Quantities and Units

As a super-class of numbers, Kawa also provides quantities. A quantity is a product of a unit and a pure number. The number part can be an arbitrary complex number. The unit is a product of integer powers of base units, such as meter or second.

Quantity literals have the following syntax:

quantity ::= optional-sign decimal unit-term [* unit-term]... [/ unit-term]
unit-term ::= unit-name [^ digit+]
unit-name ::= letter+

Some examples are 10pt (10 points), 5s (5 seconds), and 4cm^2 (4 square centimeters).

Note the quantity syntax is not recognized by the reader. Instead these are read as symbols. Assuming there is no lexical binding the for the symbol, it will be rewritten at compile-time into an expression. For example 4cm^2 is transformed into:

(* 4.0 (expt unit:cm 2))

Procedure: quantity? object

True iff object is a quantity. Note that all numbers are quantities, but not the other way round. Currently, there are no quantities that are not numbers. To distinguish a plain unit-less number from a quantity, you can use complex?.

Procedure: quantity->number q

Returns the pure number part of the quantity q, relative to primitive (base) units. If q is a number, returns q. If q is a unit, yields the magitude of q relative to base units.

Procedure: quantity->unit q

Returns the unit of the quantity q. If q is a number, returns the empty unit.

Procedure: make-quantity x unit

Returns the product of x (a pure number) and unit. You can specify a string instead of unit, such as "cm" or "s" (seconds).

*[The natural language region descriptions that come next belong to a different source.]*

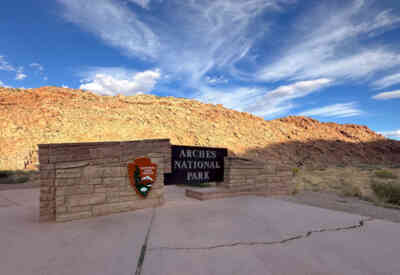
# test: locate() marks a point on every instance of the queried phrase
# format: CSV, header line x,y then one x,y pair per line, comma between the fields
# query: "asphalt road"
x,y
242,235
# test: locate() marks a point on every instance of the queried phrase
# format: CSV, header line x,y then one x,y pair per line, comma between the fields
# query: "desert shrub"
x,y
385,174
5,173
387,191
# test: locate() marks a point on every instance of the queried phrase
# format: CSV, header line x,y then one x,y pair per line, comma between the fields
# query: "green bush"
x,y
387,192
385,174
349,190
295,171
6,173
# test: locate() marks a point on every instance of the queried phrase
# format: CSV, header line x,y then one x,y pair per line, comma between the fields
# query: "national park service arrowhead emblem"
x,y
142,174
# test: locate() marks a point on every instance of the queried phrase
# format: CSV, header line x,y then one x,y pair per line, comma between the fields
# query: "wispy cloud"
x,y
387,81
324,51
142,3
20,74
336,110
4,65
261,102
114,23
208,34
391,134
112,83
37,66
387,95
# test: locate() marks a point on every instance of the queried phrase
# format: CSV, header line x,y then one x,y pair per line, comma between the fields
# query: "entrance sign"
x,y
142,174
194,164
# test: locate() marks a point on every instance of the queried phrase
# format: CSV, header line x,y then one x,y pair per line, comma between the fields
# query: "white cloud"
x,y
391,134
142,3
264,103
387,95
4,66
20,76
114,23
109,84
336,110
206,34
387,81
216,80
327,46
37,66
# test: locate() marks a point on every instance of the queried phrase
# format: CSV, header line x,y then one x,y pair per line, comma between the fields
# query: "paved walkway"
x,y
242,235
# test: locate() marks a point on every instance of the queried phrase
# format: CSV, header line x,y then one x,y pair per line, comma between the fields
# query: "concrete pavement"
x,y
242,235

Syntax: define-base-unit unit-name dimension

Define unit-name as a base (primitive) unit, which is used to measure along the specified dimension.

(define-base-unit dollar "Money")

Syntax: define-unit unit-name expression

Define unit-name as a unit (that can be used in literals) equal to the quantity expression.

(define-unit cent 0.01dollar)

The unit-name is declared in the unit namespace, so the above is equivalent to:

(define-constant unit:cent (* 0.01 unit:dollar))

Angles

The following angle units are dimensionless, with no base unit.

Some procedures treat a unit-less real number as if it were in radians (which mathematicians prefer); some procedures (such as rotate) treat a unit-less real number as if it were in degrees (which is common in Web and other standards).

Unit: rad

A unit for angles specified in radians. A full circle is 2*pi radians. Note that (= 1.5 1.5rad) is true, while (eqv? 1.5 1.5rad) is false.

Unit: deg

A unit for angles specified in degrees. A full circle is 360 degrees.

Unit: grad

A unit for angles specified in gradians. A full circle is 400 gradians.